Finding Wisdom in the Woods
“Can I walk Mr. Riley?”
We leashed the dogs and headed over to the open area just behind the house. The field where the trees and woods cause the imagination to run as wild and free as the two bucks and four fawns that hang out there more than I do.
It’s one of my happy places and we were on a mission for better bark materials so we could make a super cute bark owl like the ones we created last Thursday at the Cibolo Nature Center.
When she tried to pull a piece off one of the towering oak trees I reminded her that was sort of like skinning us alive and we had to use the bark that had already fallen on the ground.
She smiled and made a little snort of a laugh because sometimes I have a way of explaining things that’s just twisted enough for an almost-middle-schooler to enjoy.
The pecan trees down in the valley were holding onto to their pie booty the way a toddler clenches a Tootsie Pop. No matter how I shook the branches, they were just not quite ready. So while my friend looked for the perfect craft bark, I scoured the tall grasses for fallen shells.
Charlie, my shelter dog, loves pecans and gets so impatient waiting for me to palm crack them, he just starts crushing the shell with his teeth.
Pretty soon, we had a pocket of pecans and some good crafty bark wood.
This nature wandering was really just a way to help us through our own impatience as we waited for the Halloween cookies to dry. We were one step away from a Food Network style bake-off and certain our cat eyes were the perfect combination of both blue and creepy.
While we were sidetracked with our scavenger hunt of nature items, the dogs wandered. Just to the edge of the fence.

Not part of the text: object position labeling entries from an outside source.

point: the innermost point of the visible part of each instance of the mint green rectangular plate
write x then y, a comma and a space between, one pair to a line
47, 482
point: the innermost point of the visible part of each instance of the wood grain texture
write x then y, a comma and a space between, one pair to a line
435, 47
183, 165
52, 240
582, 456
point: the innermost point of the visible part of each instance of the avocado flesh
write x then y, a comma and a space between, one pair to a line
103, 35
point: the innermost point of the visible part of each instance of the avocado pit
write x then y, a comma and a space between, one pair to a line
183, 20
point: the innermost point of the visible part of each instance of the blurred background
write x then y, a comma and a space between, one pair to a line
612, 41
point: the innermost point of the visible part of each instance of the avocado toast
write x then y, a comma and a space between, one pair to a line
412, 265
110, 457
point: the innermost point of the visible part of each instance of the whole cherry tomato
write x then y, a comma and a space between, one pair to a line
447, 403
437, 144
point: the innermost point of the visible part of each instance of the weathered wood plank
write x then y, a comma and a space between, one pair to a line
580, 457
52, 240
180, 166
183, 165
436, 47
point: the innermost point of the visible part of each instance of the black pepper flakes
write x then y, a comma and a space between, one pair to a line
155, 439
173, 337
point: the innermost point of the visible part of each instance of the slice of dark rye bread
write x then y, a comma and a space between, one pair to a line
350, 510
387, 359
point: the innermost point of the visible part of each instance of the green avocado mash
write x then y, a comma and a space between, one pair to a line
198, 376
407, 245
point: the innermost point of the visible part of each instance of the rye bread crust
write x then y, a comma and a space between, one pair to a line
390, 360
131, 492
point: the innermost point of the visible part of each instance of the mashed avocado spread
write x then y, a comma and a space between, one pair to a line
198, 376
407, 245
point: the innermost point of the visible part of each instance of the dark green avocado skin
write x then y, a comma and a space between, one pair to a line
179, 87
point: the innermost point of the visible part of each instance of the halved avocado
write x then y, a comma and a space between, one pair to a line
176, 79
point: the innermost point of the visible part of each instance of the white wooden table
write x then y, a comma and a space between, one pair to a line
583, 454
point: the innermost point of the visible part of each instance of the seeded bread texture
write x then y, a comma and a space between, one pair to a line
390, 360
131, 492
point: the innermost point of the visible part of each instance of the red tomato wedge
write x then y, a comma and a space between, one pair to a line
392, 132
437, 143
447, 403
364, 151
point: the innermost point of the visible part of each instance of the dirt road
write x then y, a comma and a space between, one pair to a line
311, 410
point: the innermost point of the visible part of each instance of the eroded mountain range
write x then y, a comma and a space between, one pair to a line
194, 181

Of course when you yell at dogs, they don’t always listen, but instead, run the other way. Under the fence they went as we began the chase. Carefully, we lifted the wire, ducking our heads just so and maneuvering our way in between the strands of barbed wire.
My favorite scarf got hung up and tore a tad while my friend took the lead. Thankfully, she is fast, limber and a great dog wrangler.
We each grab a leash and headed back to the house, suddenly noticing that about 10 feet from where we crossed the fence before, there was a giant unfenced opening.
“Oh, I guess we could have just gone through here.”
She laughed again, aware that I’m often ridiculous. Neither of us had seen the way through before. The funny thing is, when you stand far enough back in the meadow, you can clearly see the difference in the two ways to go. A clear and distinct, visual metaphor of my life it seemed, often making things harder than they have to be.
I suddenly felt like a wise old bark owl.